When we started building woozcode, the goal was simple: reduce what developers pay to run AI without changing a single line of their workflow. No model swaps, no prompt rewriting, no cloud dependency.

The number we kept coming back to was context size. Most AI requests in development environments carry enormous amounts of redundant content: repeated imports, commented-out blocks, full file trees when only a function is relevant. That redundancy compounds directly into cost.

What we actually compress

The compression pipeline works in three stages.

**Stage 1: Structural pruning.** We parse the input as code and remove elements that carry no semantic weight in the current context. Commented-out lines, duplicate import declarations, and empty blocks go first. This alone accounts for 20-30% of the reduction in typical TypeScript projects.

**Stage 2: Context windowing.** Long files get trimmed to the relevant scope. If the query concerns a specific function, we keep that function, its direct dependencies, and a narrow surrounding window. The rest is summarized with a token-efficient placeholder.

**Stage 3: Deduplication.** In multi-turn conversations, the same boilerplate often gets resent with every message. We diff against the previous turn and strip unchanged segments, replacing them with a compact reference.

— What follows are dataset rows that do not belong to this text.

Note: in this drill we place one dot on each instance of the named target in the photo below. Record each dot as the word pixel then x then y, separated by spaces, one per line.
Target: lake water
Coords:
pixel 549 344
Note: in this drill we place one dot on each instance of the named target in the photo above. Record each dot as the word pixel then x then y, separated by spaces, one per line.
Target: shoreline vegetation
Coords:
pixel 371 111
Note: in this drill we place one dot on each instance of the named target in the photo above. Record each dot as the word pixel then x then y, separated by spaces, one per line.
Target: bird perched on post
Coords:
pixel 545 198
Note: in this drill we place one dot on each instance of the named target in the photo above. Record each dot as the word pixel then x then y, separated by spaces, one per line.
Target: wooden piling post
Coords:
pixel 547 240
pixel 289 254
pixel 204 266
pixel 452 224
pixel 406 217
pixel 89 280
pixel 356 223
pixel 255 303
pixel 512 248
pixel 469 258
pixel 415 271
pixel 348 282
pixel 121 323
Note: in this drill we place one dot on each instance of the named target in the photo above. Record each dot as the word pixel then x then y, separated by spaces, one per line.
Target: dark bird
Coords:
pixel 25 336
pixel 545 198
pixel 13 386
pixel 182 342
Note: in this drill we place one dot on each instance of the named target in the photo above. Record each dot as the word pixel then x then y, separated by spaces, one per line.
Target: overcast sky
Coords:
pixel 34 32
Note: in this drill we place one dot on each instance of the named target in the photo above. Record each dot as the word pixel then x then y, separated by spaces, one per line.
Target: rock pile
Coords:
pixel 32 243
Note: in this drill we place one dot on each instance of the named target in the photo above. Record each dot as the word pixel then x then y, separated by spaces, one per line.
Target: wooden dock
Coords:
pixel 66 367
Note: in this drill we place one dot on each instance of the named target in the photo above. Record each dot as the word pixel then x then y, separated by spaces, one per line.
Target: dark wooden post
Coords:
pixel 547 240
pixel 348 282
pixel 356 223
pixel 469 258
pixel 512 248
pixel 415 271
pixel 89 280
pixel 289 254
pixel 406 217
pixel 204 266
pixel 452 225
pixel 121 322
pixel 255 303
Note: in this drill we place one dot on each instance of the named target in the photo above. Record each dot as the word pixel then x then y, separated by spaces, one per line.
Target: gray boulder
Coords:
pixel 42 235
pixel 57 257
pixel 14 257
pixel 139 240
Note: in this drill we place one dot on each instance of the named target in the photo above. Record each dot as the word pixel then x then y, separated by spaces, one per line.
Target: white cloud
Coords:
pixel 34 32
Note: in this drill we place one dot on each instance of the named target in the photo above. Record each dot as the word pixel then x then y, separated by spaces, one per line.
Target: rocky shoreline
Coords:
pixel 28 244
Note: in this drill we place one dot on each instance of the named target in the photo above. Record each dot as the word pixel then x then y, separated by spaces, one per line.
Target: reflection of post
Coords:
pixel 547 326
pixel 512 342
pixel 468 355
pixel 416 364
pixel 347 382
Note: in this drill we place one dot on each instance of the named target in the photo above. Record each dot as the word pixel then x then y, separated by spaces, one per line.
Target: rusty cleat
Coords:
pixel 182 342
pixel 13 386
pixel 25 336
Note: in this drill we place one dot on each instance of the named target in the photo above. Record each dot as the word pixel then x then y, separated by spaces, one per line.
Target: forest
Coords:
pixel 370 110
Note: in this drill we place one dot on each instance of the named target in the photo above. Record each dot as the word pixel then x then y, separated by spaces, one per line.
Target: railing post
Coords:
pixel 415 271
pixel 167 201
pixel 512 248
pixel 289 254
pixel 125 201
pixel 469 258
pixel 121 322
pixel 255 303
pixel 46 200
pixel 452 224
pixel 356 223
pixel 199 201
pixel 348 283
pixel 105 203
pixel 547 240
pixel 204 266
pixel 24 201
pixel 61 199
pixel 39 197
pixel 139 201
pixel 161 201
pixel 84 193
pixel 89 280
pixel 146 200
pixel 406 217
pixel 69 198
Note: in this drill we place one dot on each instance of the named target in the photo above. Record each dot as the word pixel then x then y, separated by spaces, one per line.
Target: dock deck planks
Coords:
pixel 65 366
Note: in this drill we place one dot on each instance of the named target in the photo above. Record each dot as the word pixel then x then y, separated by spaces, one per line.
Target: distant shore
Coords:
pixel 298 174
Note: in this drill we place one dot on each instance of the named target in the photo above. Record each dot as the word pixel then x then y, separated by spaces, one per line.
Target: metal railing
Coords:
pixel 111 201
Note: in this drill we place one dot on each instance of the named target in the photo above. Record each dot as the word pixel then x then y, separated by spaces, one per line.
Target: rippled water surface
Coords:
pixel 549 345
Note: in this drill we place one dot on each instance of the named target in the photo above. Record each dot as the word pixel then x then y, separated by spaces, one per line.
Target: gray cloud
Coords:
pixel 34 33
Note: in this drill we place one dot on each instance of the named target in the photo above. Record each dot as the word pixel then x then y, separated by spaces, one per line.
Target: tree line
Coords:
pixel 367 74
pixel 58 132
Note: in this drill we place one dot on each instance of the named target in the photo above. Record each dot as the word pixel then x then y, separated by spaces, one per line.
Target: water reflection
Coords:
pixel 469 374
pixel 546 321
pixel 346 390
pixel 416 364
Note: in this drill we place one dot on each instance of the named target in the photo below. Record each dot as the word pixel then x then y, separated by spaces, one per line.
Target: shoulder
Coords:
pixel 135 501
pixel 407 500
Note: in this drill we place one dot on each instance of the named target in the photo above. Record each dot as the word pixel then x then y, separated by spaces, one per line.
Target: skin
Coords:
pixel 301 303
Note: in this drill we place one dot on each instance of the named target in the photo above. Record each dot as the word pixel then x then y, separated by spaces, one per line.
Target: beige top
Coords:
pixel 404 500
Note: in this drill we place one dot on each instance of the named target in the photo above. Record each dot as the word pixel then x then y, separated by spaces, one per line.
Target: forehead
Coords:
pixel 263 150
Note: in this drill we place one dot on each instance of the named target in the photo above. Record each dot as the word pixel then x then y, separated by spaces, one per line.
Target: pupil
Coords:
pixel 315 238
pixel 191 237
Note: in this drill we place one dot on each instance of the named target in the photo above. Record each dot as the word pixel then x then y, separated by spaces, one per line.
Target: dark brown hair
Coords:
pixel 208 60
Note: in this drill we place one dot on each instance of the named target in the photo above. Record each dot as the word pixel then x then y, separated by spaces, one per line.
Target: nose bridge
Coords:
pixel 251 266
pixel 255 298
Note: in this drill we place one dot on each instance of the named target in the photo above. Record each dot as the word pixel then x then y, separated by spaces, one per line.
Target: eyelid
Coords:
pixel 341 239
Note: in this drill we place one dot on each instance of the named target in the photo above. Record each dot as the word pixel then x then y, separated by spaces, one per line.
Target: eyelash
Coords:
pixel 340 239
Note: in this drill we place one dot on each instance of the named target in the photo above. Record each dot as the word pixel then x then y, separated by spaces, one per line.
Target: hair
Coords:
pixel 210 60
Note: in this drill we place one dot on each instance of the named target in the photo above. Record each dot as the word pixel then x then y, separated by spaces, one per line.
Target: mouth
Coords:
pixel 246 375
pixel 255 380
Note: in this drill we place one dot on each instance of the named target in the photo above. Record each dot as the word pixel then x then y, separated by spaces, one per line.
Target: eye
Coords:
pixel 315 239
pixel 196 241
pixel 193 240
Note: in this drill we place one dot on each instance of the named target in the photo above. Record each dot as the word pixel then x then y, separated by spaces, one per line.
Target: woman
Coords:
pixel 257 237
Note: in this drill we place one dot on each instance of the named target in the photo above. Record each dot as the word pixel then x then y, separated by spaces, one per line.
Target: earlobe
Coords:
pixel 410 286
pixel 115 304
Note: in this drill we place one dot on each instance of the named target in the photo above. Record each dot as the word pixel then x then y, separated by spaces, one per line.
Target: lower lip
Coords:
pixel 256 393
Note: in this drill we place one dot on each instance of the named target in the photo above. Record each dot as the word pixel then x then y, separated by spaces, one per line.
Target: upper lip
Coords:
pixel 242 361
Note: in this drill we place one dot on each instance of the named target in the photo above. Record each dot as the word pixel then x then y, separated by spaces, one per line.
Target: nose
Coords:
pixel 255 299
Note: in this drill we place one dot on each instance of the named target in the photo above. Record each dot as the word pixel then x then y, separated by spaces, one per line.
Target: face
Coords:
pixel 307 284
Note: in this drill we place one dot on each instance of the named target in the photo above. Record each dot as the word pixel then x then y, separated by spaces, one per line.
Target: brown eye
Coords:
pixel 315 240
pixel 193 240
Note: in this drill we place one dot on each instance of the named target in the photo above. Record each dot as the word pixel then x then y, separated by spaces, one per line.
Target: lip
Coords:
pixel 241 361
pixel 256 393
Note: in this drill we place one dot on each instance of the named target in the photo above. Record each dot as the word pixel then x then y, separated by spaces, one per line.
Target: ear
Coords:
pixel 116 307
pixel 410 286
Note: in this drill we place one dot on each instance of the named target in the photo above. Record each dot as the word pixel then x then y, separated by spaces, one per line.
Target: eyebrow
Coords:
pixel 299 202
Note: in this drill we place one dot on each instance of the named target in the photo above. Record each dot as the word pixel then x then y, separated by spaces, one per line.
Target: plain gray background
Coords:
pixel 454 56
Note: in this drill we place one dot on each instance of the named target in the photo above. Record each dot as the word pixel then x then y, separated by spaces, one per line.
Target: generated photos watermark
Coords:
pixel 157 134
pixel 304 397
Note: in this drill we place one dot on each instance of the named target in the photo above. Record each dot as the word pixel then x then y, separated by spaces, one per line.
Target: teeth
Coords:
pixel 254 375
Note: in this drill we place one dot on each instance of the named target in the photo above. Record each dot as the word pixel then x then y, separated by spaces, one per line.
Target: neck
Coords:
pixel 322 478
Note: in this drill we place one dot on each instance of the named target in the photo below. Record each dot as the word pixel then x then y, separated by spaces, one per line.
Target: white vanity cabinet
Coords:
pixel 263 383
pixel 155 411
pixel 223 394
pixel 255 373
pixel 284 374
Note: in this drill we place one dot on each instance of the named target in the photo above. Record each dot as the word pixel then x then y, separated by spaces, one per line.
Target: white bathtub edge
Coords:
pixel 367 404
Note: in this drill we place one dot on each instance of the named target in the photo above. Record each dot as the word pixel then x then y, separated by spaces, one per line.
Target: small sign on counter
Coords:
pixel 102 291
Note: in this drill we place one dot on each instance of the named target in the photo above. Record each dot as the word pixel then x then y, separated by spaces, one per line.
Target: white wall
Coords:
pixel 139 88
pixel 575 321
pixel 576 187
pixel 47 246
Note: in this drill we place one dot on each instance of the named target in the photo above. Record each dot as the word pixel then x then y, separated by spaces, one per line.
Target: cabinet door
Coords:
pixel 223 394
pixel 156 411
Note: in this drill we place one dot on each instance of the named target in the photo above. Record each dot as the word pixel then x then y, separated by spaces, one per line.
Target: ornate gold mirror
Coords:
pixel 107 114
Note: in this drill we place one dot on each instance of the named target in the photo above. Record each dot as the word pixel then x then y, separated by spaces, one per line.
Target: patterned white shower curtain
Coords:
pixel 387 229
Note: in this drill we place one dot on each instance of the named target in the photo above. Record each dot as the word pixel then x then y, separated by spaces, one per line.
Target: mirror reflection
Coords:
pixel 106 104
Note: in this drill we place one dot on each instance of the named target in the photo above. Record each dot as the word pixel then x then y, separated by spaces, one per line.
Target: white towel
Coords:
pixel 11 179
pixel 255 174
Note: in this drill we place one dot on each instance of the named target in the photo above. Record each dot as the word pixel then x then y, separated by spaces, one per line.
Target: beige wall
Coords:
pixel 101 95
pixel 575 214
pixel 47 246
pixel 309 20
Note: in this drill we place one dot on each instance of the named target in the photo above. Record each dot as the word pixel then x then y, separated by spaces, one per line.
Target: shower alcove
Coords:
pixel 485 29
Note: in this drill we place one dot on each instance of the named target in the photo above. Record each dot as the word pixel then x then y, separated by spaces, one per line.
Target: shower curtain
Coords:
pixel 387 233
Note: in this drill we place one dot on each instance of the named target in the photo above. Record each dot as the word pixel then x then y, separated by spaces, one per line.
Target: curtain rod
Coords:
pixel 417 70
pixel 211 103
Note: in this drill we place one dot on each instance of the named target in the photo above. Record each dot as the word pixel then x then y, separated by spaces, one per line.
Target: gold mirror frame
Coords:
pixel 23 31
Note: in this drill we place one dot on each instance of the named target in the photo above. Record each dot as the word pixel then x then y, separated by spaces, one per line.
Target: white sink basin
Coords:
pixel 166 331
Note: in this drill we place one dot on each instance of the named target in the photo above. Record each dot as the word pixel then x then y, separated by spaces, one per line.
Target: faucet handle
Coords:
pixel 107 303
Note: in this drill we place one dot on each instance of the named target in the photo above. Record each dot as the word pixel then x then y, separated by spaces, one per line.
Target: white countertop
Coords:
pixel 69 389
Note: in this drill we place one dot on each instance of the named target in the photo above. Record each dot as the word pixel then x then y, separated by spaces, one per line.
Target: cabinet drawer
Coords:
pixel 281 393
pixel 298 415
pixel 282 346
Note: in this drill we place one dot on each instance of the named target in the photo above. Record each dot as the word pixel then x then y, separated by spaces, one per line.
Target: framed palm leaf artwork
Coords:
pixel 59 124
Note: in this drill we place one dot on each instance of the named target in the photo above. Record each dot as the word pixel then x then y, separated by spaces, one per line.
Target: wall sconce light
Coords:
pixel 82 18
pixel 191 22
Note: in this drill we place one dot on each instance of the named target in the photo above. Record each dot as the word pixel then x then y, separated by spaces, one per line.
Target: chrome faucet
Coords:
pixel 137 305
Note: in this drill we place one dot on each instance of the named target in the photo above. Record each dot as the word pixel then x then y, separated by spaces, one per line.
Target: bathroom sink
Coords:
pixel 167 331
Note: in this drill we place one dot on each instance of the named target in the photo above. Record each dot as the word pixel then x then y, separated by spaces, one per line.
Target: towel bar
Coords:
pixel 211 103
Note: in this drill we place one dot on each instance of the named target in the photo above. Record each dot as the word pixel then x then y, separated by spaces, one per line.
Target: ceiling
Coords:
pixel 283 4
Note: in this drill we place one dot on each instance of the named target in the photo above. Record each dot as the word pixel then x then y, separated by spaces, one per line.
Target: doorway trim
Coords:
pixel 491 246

Combined, these stages produce a 40-60% reduction on typical developer prompts.

What we do not touch

We never compress the user's explicit instruction. The directive stays verbatim. We also preserve anything the model would need to reason structurally, such as type signatures, interface definitions, and error messages.

Results in the wild

Across our beta cohort, median token reduction was 54%. The range was wide: projects with lots of documentation comments saw 68% reductions; lean, well-factored codebases with few comments saw around 35%. Either way, the bill went down.

The one consistent surprise: teams using woozcode with GPT-4o reported no measurable quality degradation at balanced compression. At aggressive compression, about 8% of teams reported occasional context gaps, which they resolved by switching specific tasks back to balanced mode.

What comes next

We are working on a smarter context selection model that learns which parts of your codebase are relevant to which kinds of tasks. Early results on our internal dataset are promising. Expect a post when we have more to share.